Lightstep has released a number of improvements to their observability platform. These include native support for OpenTelemetry metrics, a new underlying time series database, and Change Intelligence, a new feature that looks to connect unusual patterns with impacting changes by bringing together system metrics and trace data.
OpenTelemetry is a Cloud Native Computing Foundation sandbox project that provides a collection of open source, vendor neutral tools, APIs, and SDKs for generating, capturing, and collecting telemetry data. With this release, Lightstep now has native support for OpenTelemetry Metrics. The metrics API supports processing of raw measurements typically with the intent of producing continuous summaries of those measurements. This integration is also available within the free community tier of Lightstep.
This release also introduces a new underlying time series database (TDSB). This database was built by some of the same people involved in the creation of Google's Monarch system. Unlike Monarch, Lightstep's TLDB (The Lightstep Database) doesn't rely fully on storing monitoring data in memory. This change allows for minimizing the number of touches to each data point. They note that telemetry workloads tend to have very small writes. The data structures best suited for in-memory verses on-storage tend to be different so eliminating the need for in-memory storage allows for a translating the data into a single format. This minimization of touches helps reduce the overall cost of the system.
With this rebuild, there is now an integrated query engine powering all of the alerting and dashboard features. Nearly all data ingested by Lightstep is stored in the TLDB and it is being used to serve Lightstep's own internal alerts, dashboards, and traces.
Lightstep found noticeable improvements in performance as a result of their new database. For example, transitioning one user-facing workload into the TLDB cut CPU usage in half, memory usage by two-thirds, and disk storage by over 80%.
metricdb
latency improvements from moving a user-facing workload into the TLDB (Credit: Lightstep)

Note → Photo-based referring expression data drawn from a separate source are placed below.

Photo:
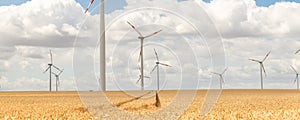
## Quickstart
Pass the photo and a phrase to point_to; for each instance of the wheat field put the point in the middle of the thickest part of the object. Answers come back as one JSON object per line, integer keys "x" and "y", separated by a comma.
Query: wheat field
{"x": 232, "y": 104}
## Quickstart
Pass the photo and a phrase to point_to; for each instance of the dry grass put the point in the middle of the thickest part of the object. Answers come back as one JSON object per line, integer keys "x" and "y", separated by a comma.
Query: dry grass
{"x": 233, "y": 104}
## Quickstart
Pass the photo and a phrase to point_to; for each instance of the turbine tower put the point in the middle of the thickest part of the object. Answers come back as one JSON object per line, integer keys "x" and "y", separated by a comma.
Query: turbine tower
{"x": 262, "y": 68}
{"x": 296, "y": 79}
{"x": 157, "y": 68}
{"x": 57, "y": 83}
{"x": 102, "y": 44}
{"x": 141, "y": 37}
{"x": 140, "y": 77}
{"x": 221, "y": 77}
{"x": 50, "y": 65}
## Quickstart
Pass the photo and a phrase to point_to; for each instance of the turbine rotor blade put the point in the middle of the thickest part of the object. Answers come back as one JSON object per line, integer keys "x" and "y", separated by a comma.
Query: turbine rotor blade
{"x": 153, "y": 69}
{"x": 297, "y": 51}
{"x": 91, "y": 2}
{"x": 165, "y": 64}
{"x": 138, "y": 80}
{"x": 133, "y": 27}
{"x": 254, "y": 60}
{"x": 296, "y": 79}
{"x": 294, "y": 69}
{"x": 47, "y": 69}
{"x": 60, "y": 71}
{"x": 221, "y": 77}
{"x": 215, "y": 73}
{"x": 156, "y": 55}
{"x": 266, "y": 56}
{"x": 51, "y": 56}
{"x": 56, "y": 68}
{"x": 146, "y": 77}
{"x": 224, "y": 70}
{"x": 139, "y": 59}
{"x": 262, "y": 65}
{"x": 153, "y": 34}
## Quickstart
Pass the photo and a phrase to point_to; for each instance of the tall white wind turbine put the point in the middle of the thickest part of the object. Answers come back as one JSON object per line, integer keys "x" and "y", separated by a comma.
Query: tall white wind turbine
{"x": 141, "y": 37}
{"x": 102, "y": 44}
{"x": 262, "y": 68}
{"x": 296, "y": 79}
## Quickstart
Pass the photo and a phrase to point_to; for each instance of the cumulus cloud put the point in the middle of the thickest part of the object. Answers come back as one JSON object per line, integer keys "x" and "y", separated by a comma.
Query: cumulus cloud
{"x": 190, "y": 41}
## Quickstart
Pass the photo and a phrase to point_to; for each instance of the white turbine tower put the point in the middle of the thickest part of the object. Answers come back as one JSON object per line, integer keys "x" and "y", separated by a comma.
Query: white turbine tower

Another implementation decision was to avoid splintering tracing and metric data. As Alex Kehlenbeck, principal software engineer at Lightstep, notes: "We’ve found that there’s a kind of corollary to Conway’s Law at work: when data is siloed in the backend, the product experience inevitably ends up exposing that fact." The new Change Intelligence feature takes advantage of this decision by leveraging both trace and metric data within one view to provide system insights.
With Change Intelligence, Lightstep is looking to provide a connection between changes happening within the system and discrepancies in system performance. It is now possible to click into a deviation and see possible changes that led to the anomaly via trace data.
This leads to a new view that shows a system-wide analysis focused on explaining the change in behavior. A list of possible impacting changes is listed with a comparison of baseline performance to the selected deviation.
Lightstep community edition is available free of charge and includes the new features in this release. For use cases that require more data ingestion and retention there are paid options available.